Node:Struct size, Next:Struct packing, Previous:0xfe+0x20, Up:Miscellany

22.11 What should sizeof (struct xyzzy) return?

Q: When I call sizeof on a struct, I sometimes get values which are larger than the sum of the sizes of the struct members, whereas in Borland C++ I always get the correct result. Is it a bug in GCC?

Q: I have a program that reads struct contents from a binary file. It works OK when compiled with BC, but reads garbage when compiled with DJGPP. This must be a bug in DJGPP, right?

A: No, it's not a compiler bug. GCC generates 32-bit code, and in that mode, there is a significant penalty (in terms of run-time performance) for unaligned accesses, like accessing a 16-bit short which isn't aligned on a 16-bit word boundary, or accessing a 32-bit int which isn't aligned on a 32-bit dword boundary. To produce faster code, GCC pads struct members so that each one can be accessed without delays; this sometimes produces struct size which is larger than the sum of the sizes of its members. If you need to minimize this padding (e.g., if your program uses large arrays of such structs, where padding will waste a lot of memory), lay out your structures so that the longer members are before the shorter ones. For example, let's say that you have a struct defined thus:

  struct my_struct {
    char name[7];
    unsigned long offset;
    double quality;
  };

To make such a struct use the least number of bytes, rearrange the members, like this⁴⁰:

  struct my_struct {
    double quality;
    unsigned long offset;
    char name[7];
  };

If the layout of the structure cannot be changed (e.g., when it must match some external specification, like a block of data returned by a system call), you can use the __attribute__((packed)) extension of GCC (see GNU C/C++ Manual.) to prevent GCC from padding the structure members; this will make accesses to some of the members significantly slower.

Beginning with version 2.7.0, GCC has a command-line option -fpack-struct which causes GCC to pack all members of all structs together without any holes, just as if you used __attribute__((packed)) on every struct declaration in the source file you compile with that switch. If you use this switch, be sure that source files which you compile with it don't use any of the structures defined by library functions, or you will get some members garbled (because the library functions weren't compiled with that switch). Also, GCC 2.95.1 and 2.95.2 had bugs in their support of -fpack-struct (the bug is corrected in v2.96 and later).

Alternatively, you could declare a particular structure to be packed, like so:

  struct my_struct {
    char name[7];
    unsigned long offset;
    double quality;
  } __attribute__ ((packed));

However, note that the latter will only work when you compile it as a C source; C++ doesn't allow such syntax, and you will have to fall back to declaring each struct member with the packed attribute. Therefore, it's best to only use declarations such as above if you are certain it won't be ever compiled as a C++ source.

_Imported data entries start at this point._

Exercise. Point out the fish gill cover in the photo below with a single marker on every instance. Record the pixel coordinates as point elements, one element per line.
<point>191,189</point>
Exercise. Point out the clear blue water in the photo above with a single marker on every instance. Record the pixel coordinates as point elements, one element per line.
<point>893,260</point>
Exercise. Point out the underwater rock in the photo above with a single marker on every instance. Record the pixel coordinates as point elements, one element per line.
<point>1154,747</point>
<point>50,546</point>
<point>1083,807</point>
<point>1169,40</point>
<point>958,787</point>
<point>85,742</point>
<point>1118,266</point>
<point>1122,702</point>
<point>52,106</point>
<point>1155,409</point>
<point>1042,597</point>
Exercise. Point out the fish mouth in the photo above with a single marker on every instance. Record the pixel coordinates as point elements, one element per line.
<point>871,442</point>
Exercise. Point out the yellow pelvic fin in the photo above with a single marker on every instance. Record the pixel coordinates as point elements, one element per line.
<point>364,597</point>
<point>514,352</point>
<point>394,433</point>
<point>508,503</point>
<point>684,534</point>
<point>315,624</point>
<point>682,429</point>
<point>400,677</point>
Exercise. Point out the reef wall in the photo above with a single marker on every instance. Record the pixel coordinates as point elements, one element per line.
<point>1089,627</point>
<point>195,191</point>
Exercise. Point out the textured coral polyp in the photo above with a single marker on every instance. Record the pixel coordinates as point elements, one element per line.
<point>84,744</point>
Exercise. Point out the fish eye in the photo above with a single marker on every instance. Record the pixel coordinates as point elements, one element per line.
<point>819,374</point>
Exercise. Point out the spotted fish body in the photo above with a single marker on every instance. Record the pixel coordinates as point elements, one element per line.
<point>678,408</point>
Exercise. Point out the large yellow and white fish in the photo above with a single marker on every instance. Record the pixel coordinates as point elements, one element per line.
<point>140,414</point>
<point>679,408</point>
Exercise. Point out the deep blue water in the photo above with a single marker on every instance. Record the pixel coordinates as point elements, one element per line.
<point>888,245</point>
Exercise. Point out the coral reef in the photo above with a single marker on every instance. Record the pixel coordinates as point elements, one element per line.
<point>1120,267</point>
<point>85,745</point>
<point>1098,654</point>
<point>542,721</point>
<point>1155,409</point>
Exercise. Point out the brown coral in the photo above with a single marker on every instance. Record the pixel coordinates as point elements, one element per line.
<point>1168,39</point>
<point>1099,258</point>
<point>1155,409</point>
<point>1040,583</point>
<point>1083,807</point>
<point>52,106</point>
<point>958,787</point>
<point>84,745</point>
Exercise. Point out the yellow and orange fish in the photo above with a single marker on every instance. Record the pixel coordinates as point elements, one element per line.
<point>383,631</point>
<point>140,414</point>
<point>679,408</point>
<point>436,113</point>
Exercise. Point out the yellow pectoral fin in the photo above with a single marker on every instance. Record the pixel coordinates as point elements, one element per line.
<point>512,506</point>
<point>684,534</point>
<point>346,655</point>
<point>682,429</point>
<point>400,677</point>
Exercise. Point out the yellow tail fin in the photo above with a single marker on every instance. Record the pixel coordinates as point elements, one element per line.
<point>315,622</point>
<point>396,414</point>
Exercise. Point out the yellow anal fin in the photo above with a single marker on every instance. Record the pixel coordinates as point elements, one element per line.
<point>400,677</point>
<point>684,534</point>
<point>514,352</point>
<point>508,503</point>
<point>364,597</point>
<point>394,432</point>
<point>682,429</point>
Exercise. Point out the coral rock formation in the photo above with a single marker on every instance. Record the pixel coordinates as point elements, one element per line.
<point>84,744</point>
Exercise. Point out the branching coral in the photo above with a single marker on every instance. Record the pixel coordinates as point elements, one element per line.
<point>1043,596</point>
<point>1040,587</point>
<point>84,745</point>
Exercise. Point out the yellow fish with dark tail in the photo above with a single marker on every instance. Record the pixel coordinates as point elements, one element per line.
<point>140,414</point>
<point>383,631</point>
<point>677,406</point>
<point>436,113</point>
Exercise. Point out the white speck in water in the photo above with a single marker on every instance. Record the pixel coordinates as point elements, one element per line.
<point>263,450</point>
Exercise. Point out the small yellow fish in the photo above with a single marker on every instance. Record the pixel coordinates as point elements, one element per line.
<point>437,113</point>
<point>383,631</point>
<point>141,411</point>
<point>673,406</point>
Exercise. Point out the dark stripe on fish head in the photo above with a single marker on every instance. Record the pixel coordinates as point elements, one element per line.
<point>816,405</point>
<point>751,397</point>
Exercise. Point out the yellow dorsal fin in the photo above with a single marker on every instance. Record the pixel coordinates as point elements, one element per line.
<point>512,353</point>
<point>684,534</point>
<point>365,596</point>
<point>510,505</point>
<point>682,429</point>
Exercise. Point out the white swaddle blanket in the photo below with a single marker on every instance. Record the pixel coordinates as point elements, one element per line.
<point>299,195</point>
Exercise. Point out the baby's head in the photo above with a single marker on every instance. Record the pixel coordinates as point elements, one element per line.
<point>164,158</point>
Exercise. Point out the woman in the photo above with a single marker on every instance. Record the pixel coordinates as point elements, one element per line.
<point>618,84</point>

The padding of struct members should be considered when you read or write struct contents from or to a disk file. In general, this should only be done if the file is read and written by the same program, because the exact layout of the struct members depends on some subtle aspects of code generation and the compiler switches used, and these may differ between programs, even if they were compiled by the same compiler on the same system. If you do need this method, be aware of the struct member padding and don't assume that the number of the file bytes that the structure uses is equal to the sum of the members' sizes, even if you instructed the compiler to pack structs: GCC still can add some padding after the last member. So always use sizeof struct foo to read and write a structure.

Another problem with porting programs that read structs from binary files is that the size of some data types might be different under different compilers. Specifically, an int is 16-bit wide in most DOS-based compilers, but in DJGPP it's 32-bit wide.

You should never read whole structures if they were written by other programs. Instead, read the struct members one by one, and make sure the member declarations are consistent with their definitions in the program that wrote the struct. For example, if a struct member was declared int in a 16-bit program, you need to declare it short in a DJGPP program.

The best, most robust and portable way to read and write structs is through a char buffer, which your code then uses to move the contents into or out of the struct members, one by one. This way, you always know what you are doing and your program will not break down if the padding rules change one day, or if you port it to another OS/compiler. The ANSI-standard offsetof macro comes in handy in many such cases. If you need to change the byte order in struct members that occupy more than a single byte, use special library functions such as ntohl and htons.